Source: The Daily Beast, 13th March 2010


  1. You can tell how Ignorant most American Media are when it comes to Somali Issues. Here is this famous writer Lynne Sheer, interviewing Adna Adan and still can't differatiate between Mogadishu and Hargiesa.
    I'm very sure Adna didnot say her Hospital is in Mogadishu, but the Interviewer is not paying attention to Interviewee.

  2. I am not surprised, most if not the majority of Americans are cluless, you talking about them having hard time differentiating Mogadishu and Hargeisa, but if you ask them is Africa a continent or a country, most of them will tell you its a country some where near Afghistan or Iraq (since their media talks a lot about these two places since the invasions).

    Only the elite have some clues and the rest is abused and taken advantage by bombarding them with propaganda messages through their "mass media" mainly controled by the Jews.

    Americans are very dumb people. They think the world is "America" and America has "everything" and everyone out side America is "dying and poor".

    • What kind of nonsense is that? I am an American. Sure, there are lots of "clueless" Americans. But, to classify "all Americans" as "dumb and clueless" isn't right. That is like me saying, "all Somalis are violent extremists." Is that true? Of course not. We need to stop this harsh dialogue, because it is poisonous for everyone.

  3. I swear I read this article on Hiiraan just a minute ago, and it said Hargeisa there. This must be an error made by Somalilandpress not the interviewer.
    You can check yourselves. It is Hiiraan.org

    This is very strange.

    • The error is from the original source and I guess Hiiraan Online corrected but actually that is not allowed or atleast its unprofessional from my personal opinion, you should not alter, add or edit other people's work.

      Take it as it is with all errors or leave it. The best thing to do is write to them and let them know that the mistake is there.

      Somalilandpress is right not to fix it.

  4. Dr. Sharmarke,

    Sorry, I disagree with you, I have read Hiiraan on-line too, it has the same mistake, it has nothing to do with Somalilandpress. Though, as informed reporters, they the Somalilandpress should have corrected it. I believe it's the Interviewer who made a mistake here.

    • I am not talking about the headline, I am talking about the boady of the artical. Read it yourself here http://www.hiiraan.com/news2/2010/Mar/somaliland_


      I haven't seen the original source of this, but if any of the sites, Hiiraan and Somalilandpress, had made individual alternation, then, it is unprofessional and unethical.

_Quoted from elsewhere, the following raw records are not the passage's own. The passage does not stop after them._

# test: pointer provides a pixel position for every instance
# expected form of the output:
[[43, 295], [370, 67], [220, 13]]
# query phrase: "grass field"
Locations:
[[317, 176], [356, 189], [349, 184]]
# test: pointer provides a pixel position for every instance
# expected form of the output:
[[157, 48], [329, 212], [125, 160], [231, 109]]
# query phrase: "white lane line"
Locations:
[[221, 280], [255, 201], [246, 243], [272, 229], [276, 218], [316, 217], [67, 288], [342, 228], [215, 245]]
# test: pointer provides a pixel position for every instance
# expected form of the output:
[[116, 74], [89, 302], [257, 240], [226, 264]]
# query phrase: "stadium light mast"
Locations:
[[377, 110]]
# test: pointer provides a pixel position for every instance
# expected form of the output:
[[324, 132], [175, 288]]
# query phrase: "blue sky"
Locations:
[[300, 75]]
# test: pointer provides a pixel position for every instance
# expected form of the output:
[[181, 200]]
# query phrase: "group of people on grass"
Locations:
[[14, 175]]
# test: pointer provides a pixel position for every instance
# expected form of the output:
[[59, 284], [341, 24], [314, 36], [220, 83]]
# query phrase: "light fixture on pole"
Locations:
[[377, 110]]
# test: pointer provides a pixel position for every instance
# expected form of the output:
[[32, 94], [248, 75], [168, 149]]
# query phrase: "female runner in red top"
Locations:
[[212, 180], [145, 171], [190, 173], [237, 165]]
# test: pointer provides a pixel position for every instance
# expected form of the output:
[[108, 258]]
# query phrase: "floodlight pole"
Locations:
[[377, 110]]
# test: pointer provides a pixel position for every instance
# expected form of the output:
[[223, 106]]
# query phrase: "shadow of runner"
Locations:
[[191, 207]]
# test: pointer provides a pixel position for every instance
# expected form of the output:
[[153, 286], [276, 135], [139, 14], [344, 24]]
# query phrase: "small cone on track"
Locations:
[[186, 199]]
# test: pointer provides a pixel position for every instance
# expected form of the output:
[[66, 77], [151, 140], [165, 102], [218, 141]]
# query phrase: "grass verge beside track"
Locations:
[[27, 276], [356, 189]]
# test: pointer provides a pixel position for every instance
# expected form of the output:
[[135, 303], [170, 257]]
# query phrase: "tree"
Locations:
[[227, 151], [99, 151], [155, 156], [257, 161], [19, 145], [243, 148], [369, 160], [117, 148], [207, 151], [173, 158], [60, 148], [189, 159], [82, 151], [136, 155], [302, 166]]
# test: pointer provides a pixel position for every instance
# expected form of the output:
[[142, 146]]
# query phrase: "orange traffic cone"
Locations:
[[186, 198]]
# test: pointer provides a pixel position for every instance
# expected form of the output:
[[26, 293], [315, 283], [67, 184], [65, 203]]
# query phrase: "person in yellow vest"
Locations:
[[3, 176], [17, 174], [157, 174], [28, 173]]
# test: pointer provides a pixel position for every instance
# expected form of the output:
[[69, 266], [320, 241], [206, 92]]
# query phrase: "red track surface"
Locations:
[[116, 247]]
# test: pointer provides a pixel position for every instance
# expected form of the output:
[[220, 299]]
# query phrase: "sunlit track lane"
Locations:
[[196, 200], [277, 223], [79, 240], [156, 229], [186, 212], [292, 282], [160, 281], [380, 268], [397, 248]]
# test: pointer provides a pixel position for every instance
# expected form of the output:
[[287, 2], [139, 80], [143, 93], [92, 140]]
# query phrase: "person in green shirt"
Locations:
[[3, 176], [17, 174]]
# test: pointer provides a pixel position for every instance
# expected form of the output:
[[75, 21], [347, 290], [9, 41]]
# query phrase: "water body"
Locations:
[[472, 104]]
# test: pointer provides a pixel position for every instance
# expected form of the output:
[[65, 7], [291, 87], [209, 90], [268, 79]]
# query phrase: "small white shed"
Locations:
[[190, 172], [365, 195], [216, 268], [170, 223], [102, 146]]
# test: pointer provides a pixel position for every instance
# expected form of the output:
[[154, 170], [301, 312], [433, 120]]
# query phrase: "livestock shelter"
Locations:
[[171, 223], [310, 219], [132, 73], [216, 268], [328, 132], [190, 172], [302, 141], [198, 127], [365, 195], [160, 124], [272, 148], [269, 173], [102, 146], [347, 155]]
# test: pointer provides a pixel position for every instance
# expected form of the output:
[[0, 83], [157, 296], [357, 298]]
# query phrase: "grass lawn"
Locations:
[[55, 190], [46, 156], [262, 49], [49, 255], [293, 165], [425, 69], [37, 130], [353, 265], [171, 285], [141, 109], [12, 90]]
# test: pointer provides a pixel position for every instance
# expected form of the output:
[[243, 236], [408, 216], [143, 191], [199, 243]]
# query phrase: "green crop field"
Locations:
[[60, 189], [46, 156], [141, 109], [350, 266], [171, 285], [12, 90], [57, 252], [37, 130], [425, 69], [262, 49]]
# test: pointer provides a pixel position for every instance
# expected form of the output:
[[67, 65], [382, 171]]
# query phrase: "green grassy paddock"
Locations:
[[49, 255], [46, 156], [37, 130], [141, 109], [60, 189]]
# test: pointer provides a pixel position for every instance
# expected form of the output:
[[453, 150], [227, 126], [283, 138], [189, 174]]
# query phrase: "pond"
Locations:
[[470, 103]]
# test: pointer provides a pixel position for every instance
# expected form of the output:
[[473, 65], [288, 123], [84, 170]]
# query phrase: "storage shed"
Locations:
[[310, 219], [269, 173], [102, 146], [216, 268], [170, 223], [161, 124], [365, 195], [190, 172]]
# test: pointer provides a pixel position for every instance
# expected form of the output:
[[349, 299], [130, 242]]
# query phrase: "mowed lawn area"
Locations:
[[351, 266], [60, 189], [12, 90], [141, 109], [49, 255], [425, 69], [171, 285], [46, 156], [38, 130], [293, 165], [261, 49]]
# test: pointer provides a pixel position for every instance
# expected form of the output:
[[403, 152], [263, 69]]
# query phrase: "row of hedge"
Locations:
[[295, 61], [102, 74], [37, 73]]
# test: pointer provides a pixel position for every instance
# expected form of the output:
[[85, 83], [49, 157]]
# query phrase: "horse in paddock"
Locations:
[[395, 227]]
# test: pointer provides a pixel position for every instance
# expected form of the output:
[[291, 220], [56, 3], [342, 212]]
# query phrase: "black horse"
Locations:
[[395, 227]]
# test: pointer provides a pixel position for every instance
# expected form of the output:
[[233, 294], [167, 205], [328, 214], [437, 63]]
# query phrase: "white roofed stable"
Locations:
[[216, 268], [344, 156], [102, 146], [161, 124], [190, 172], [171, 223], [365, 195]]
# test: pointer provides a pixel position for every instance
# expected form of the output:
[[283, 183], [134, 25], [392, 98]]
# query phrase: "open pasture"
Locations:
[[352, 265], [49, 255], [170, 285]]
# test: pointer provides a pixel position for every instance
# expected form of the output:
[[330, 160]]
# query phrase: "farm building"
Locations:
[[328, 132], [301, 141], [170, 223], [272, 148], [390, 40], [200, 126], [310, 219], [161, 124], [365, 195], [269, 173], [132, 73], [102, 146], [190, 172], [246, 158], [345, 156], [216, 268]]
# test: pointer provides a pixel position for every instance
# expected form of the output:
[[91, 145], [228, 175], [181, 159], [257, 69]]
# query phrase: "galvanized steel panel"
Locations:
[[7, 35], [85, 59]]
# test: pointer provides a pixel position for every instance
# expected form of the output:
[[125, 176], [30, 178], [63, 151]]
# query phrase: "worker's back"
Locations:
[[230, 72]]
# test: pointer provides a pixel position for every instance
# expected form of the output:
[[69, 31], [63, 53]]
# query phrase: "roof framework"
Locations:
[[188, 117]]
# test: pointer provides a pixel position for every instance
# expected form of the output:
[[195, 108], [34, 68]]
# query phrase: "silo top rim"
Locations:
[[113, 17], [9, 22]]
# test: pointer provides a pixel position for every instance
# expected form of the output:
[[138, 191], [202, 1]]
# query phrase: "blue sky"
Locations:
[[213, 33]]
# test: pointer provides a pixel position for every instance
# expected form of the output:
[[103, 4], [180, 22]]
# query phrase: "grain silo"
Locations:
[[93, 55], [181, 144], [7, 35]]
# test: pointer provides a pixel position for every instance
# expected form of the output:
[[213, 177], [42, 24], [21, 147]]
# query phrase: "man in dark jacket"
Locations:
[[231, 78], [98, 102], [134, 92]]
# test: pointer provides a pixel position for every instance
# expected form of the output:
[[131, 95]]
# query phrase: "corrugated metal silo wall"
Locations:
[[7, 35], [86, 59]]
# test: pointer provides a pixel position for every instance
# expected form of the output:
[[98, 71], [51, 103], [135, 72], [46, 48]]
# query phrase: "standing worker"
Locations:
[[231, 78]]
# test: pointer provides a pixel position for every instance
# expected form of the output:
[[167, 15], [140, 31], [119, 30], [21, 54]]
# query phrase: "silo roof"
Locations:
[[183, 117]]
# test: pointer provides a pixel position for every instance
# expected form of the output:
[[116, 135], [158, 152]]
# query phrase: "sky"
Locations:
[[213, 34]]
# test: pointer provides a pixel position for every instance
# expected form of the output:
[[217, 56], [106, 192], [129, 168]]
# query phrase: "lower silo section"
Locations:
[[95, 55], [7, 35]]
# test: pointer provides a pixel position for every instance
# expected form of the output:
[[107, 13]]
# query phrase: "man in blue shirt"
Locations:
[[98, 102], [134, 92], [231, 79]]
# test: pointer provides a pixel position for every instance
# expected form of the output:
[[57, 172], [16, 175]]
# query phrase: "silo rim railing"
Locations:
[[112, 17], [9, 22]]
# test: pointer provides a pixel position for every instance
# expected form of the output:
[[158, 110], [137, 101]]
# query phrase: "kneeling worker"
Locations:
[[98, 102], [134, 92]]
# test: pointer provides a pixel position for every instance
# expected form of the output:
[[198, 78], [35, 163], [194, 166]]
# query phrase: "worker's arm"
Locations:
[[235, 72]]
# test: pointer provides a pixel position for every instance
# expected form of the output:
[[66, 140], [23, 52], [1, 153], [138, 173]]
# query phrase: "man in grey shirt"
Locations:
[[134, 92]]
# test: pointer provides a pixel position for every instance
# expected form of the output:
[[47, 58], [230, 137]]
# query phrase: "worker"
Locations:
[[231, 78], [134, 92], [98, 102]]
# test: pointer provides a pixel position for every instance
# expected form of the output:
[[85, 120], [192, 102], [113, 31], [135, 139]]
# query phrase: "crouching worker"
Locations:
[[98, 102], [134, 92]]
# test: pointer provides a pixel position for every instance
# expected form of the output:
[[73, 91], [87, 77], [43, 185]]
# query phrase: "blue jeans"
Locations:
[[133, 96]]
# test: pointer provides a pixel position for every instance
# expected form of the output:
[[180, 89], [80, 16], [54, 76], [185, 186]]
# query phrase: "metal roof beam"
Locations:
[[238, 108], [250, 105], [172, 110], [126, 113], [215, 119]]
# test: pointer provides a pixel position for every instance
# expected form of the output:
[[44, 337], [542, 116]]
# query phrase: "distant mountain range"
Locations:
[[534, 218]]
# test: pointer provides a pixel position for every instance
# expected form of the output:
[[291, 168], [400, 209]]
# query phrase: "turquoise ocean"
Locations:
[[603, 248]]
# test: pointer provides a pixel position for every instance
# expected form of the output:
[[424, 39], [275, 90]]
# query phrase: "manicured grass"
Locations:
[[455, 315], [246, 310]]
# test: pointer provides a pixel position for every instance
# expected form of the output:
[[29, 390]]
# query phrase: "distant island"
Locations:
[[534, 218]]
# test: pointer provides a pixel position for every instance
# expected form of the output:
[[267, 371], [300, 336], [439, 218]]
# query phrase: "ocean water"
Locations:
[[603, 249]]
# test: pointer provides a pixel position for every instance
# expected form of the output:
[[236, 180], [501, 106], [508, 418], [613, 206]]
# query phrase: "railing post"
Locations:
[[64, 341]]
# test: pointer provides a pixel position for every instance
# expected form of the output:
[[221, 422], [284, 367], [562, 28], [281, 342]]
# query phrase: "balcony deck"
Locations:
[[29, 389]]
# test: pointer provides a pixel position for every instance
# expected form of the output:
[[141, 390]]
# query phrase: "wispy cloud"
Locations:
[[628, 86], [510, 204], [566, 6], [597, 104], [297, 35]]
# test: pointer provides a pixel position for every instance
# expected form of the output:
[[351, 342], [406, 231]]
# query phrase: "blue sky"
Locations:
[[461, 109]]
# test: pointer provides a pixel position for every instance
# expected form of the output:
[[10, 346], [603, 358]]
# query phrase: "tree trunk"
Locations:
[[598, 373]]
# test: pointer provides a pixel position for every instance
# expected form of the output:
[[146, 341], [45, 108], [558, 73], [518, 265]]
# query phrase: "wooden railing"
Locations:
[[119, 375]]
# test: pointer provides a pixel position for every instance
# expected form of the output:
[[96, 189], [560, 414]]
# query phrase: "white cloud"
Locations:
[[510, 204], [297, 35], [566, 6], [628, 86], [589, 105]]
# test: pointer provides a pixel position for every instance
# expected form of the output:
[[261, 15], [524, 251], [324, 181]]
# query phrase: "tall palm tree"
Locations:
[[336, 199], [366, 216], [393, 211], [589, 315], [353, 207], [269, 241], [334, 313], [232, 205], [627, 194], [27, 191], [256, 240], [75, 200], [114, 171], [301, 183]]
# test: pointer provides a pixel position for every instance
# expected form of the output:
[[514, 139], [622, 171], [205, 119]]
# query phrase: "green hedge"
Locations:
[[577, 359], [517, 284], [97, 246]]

You are right, the original source should correct the error not those who are using the information as secondary.

  5. Layla.
    I strong believe wrong information can mislead the readers, i always knew Edna Adan hospital was located in Hargeisa, but when the article put it Mogadishu i thought it is another Hospital which i was not aware of. i think whoever mistake it is should change as soon they realised it.

  6. Sort your self out somalilandpress and Hiiraan news arguments out side this plsss be professional,

  7. Great story about a Somali woman! I hope she has inspired many young girls to do something for their community. No one should give up on their land. Instead, they should offer the little they have to make it a better place.

  8. Wow, that is a great error, I read it through twice to see if I was reading this right. Mogadishu…I know Adna Hospital is Hargeisa, but oh well…this needs to be corrected though…

  9. Thanks to Adna Adan, for her strong inspiring work, yes she has done good thing helping the women , trained girls, thanks again. the one thing that I would advise to the gilrs is to use the education and opportunity in their country and not outside, the outside world do not need you, its your fellow women here that need you. if you are from rural area is the most important go there and trained your fellow women and give them what you have for them to help themselves.

    About the site of the hospital we all know it is in Hargeisa, so do not worry.

    Thanks again my dear sister Adna.